Jindigar followed her lead, focusing the Oliat on the shaleiliu generated among the colonists, and his Protector gratefully seized upon it and used it to spread the dome image out over houses, barns and fields, and the Cassrians' pond, everywhere that men and women stood shoulder to shoulder to claim their homes.
In Trinarvil's hands Eithlarin's worn, aged, and spotted dome of uninspired gray blocks became a wondrous miracle whose beauty flashed directly to the soul's very core, like the Aliom lightning. To experience that immanent beauty directly, not filtered by life's accumulated emotional barriers, was more than the younger officers could bear.
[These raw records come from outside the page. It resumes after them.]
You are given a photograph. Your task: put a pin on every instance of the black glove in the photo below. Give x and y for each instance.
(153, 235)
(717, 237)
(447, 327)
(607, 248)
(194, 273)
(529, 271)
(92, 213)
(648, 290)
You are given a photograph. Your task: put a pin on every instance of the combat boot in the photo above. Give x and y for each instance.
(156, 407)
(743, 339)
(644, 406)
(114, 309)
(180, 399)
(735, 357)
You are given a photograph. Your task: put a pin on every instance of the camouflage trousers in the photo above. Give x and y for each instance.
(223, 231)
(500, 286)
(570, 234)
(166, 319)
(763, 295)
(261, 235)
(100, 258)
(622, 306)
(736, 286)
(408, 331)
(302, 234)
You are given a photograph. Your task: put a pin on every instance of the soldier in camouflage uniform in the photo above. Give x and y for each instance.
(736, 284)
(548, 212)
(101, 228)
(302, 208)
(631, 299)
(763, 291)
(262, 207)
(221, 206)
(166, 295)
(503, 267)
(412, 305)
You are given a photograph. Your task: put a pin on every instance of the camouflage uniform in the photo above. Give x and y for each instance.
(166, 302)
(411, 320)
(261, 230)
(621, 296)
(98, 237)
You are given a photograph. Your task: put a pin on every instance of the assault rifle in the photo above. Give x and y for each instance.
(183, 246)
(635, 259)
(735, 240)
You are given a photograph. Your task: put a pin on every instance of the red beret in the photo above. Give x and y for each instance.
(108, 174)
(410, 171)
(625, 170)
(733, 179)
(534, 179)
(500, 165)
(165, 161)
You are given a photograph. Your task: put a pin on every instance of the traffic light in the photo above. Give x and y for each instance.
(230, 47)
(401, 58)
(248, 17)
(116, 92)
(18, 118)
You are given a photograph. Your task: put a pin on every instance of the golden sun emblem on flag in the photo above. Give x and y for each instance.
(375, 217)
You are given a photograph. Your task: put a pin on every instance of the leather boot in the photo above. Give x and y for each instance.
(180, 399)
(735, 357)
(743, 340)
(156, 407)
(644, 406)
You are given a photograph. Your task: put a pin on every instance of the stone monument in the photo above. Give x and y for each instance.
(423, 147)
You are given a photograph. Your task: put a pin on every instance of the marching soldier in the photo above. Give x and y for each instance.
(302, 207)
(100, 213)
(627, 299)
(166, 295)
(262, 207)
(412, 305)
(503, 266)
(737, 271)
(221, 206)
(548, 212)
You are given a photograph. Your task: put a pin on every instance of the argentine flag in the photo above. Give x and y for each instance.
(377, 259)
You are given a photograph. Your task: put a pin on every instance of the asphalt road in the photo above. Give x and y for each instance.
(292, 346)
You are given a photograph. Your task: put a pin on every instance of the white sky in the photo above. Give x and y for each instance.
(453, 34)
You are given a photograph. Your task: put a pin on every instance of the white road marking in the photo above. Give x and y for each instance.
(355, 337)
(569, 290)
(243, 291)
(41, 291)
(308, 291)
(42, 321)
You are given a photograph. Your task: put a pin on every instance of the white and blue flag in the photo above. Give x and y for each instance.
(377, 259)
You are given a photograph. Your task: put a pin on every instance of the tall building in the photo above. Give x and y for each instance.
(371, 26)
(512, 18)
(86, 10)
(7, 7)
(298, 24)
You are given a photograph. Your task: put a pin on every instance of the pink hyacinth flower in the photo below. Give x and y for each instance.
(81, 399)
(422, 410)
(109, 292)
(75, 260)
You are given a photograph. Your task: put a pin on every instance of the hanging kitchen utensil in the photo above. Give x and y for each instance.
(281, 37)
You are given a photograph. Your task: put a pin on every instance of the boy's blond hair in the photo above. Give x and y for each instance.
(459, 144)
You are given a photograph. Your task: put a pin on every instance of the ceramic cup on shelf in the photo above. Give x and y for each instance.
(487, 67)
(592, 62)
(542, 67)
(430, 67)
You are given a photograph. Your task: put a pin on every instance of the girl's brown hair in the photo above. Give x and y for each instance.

//Protector!// called Jindigar, breathless with excruciating joy, //We're not ready—not ready for this!// Have to extend that dome over the ships!
But Trinarvil was lost in rapt contemplation of the glory of existence and the adoration of home life. Jindigar sensed that she was carried into it by a Renewal hormone surge set off when she finally touched Phanphihy and found it welcoming her. Knowing that her mature ability to find every faint hint of shaleiliu was what his Oliat had lacked, that Trinarvil could have been to his Oliat as Lelwatha had been to Kamminth's– Jindigar still had to stop it.
He had to fight the seductive lure of her vision—for that was what life should always be. Three times he tried to bring himself to act. Finally, knowing that he simply could not match Trinarvil's mature strength, he resorted to slamming the Pro-lector's link down to a narrow band.
Everyone protested the sudden loss of the ineffable.
//What?// asked Trinarvil, bewildered. Then, //Oh, sorry. I guess I'm out of practice.// The dome image solidified over the colony, a lovely thing, freshly scrubbed and sound enough to last a generation, but no longer divine, and not yet covering the ships.
Suddenly lightning flashes of human vision pounded into the Oliat consciousness like shards of broken mirror rammed through the choked-down Outreach link.
A lone Native warrior leapt high into the air before Dar. He snarled his battle cry. Two hands gripped the neck of Lelwatha’s whule. Two muscle-knotted arms held it cocked at full backswing. The heavy sounding chamber swung directly at Dar's head.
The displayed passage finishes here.